Great that you posted the log, this actually seems to be a separate error now!

I found a bug in the code where there is a missing space in the command generated for translocations, see https://github.com/ryanlayer/samplot/pull/191/commits/b3a2f7ae79a90513996584a5d4906afe6d9aea34.

Could you please try reinstalling and running again ;)

warthmann commented 7 months ago

Dear @pontushojer , I can confirm that this is running now, on the original .bcf file with "CHR2". Thank you very much for your efforts. I am hoping that the output is correct, though?!

pontushojer commented 7 months ago

@warthmann great to hear that it works now!

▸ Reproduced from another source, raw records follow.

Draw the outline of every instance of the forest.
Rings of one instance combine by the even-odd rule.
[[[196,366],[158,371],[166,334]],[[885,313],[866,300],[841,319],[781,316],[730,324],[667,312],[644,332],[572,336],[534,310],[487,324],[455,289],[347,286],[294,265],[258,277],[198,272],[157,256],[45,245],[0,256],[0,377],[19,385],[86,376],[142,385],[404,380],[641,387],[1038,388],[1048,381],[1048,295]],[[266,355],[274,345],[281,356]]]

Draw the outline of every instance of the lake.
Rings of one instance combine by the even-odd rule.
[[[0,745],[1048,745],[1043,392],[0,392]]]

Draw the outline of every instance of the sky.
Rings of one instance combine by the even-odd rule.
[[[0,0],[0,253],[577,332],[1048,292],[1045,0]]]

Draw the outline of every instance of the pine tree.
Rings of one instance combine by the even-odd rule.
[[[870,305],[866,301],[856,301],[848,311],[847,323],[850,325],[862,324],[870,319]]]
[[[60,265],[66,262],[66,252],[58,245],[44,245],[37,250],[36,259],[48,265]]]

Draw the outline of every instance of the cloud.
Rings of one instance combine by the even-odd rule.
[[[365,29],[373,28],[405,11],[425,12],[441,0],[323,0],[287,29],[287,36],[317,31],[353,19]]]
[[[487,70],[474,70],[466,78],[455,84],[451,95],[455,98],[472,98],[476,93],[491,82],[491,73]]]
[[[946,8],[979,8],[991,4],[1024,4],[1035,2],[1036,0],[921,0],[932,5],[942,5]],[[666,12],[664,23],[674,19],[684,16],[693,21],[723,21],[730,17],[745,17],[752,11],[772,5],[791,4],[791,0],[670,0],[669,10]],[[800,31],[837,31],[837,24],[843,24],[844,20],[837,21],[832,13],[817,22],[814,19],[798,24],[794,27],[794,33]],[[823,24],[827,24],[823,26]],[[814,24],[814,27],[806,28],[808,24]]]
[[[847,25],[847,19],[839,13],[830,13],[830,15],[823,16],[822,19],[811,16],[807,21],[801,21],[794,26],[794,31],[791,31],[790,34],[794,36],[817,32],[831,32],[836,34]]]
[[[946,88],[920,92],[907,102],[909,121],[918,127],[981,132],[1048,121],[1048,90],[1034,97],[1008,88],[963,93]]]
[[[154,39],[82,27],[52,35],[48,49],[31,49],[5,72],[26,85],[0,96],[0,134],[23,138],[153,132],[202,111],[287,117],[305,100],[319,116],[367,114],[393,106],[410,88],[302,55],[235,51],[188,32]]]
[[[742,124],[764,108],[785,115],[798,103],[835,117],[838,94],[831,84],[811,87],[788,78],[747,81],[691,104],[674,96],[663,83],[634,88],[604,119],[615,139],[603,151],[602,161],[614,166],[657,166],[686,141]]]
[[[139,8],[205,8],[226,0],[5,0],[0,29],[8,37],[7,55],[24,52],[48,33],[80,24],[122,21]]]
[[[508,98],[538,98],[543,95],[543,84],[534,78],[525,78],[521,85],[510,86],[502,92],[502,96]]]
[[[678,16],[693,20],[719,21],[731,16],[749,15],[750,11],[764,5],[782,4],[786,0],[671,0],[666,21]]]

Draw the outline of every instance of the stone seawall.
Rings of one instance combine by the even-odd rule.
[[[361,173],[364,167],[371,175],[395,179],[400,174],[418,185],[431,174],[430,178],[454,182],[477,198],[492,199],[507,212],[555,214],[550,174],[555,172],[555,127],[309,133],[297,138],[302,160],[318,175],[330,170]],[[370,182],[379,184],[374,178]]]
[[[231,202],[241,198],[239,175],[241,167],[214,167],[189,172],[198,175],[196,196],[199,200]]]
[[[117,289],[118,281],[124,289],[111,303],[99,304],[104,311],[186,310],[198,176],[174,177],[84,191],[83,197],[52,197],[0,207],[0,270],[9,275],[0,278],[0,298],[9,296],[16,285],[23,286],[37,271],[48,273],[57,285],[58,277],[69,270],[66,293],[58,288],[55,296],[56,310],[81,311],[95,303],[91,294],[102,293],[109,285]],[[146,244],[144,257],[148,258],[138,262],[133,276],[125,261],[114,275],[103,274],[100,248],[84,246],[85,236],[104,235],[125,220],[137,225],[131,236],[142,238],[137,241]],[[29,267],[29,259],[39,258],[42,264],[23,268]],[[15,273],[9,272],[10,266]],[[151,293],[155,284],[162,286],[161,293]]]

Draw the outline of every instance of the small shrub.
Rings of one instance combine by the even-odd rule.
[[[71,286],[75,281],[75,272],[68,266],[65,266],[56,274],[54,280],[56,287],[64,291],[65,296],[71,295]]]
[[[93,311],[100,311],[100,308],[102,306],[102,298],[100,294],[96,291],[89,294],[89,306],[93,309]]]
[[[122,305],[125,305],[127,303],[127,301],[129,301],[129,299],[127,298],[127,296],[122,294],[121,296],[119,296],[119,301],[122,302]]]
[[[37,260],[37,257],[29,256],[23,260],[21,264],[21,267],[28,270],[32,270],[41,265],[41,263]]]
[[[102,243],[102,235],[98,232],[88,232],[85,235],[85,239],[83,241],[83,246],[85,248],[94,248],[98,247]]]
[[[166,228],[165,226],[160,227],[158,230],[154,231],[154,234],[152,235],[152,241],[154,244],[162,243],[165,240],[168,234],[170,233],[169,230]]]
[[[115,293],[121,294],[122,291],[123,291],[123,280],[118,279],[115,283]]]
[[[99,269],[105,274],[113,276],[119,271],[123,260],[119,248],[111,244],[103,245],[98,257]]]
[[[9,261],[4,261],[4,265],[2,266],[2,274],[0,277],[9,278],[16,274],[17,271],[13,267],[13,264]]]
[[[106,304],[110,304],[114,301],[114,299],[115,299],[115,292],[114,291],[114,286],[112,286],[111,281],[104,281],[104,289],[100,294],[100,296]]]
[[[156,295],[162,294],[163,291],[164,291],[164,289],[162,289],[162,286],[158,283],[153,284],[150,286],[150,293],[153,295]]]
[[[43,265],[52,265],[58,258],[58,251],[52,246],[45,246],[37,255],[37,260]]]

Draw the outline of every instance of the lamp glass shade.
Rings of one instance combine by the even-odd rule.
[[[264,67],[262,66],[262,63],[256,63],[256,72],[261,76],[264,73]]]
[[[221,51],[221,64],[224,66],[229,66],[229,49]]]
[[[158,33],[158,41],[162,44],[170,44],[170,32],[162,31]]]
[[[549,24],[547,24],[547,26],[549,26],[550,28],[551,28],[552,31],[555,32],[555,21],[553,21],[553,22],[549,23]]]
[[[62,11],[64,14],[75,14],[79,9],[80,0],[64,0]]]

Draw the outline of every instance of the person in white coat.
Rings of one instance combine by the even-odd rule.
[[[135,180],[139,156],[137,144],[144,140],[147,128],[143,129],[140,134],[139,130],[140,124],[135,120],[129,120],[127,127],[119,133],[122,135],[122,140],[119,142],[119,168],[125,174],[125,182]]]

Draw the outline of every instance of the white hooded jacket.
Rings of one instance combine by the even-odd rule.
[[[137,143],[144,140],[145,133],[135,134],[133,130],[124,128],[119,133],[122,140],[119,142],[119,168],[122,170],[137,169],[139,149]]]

warthmann commented 7 months ago

Yes, it does run, but I believe it is not plotting the expected. It seems samplot vcf is not plotting the second locus correctly, but rather continues on locus 1. See attached pictures of one example BND, particularly the (intended) tick axis labels on the x. One created with samplot plot (top), the other with samplot vcf (bottom). (disregard the erroneous tick labels, they seem to be due to a too recent matplotlib, see issue #189 ) samplot-plot-chr29-6 samplot-vcf-BND_chr29_17392082_chr06_17392084

pontushojer commented 7 months ago

That does indeed look strange.

If you run samplot vcf with the option --manual_run it will output the samplot plot commands used to generate the figures to a file called "samplot_vcf_cmds.tmp" (or whatever you specify with the option --command_file). If you run this, you can compare the command generated by samplot vcf to the samplot plot command you used above to generate the "correct" plot.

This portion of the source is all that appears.